Bay of Plenty-based Comvita markets products including manuka honey lozenges and bee pollen capsules and operates more than 450 retail sites across Asia.
South Asia general manager Ronnie Butt said Asian healthcare systems were generally not as good as what New Zealanders were used to.
"A lot of Asian consumers are now seeing health supplements, or natural skincare products, as an investment rather than an expense," he said.
"They're thinking, 'I better go and buy something for my parents to keep them healthy otherwise I'll be in trouble when they get sick'."
Hong Kong-based Butt, who is in New Zealand this week to speak at the Natural Products NZ annual summit, said 10 or 15 years ago consumers in countries like China weren't so worried about their health.
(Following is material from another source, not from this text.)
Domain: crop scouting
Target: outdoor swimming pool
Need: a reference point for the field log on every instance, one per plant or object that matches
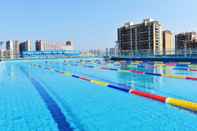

"Now they're investing in their health," he said. "That's a big paradigm shift and that's why the market's growing so strongly."
Butt said China, where the natural products category was growing at 15 to 20 per cent a year, was the growth engine for the industry in Asia.
At the same time, ageing populations in Japan, Korea, Taiwan and Hong Kong were also driving growth, he said.
New Zealand's natural products industry earns annual revenue, including domestic sales, of around $1 billion. To compare, the wine industry contributes roughly $1.5 million to this country's economy annually.
Other big industry players include spirulina exporter Lifestream International, NZX-listed shark liver and Omega 3 oil maker SeaDragon and Manuka Health, which produces honeybee propolis and honey-based wound care products.
Butt said Asian consumers tended to be less cynical than their wes-tern counterparts about health supplements and other natural products.
Asian sales accounted for a third of Comvita's $96 million revenue in the year to March last year.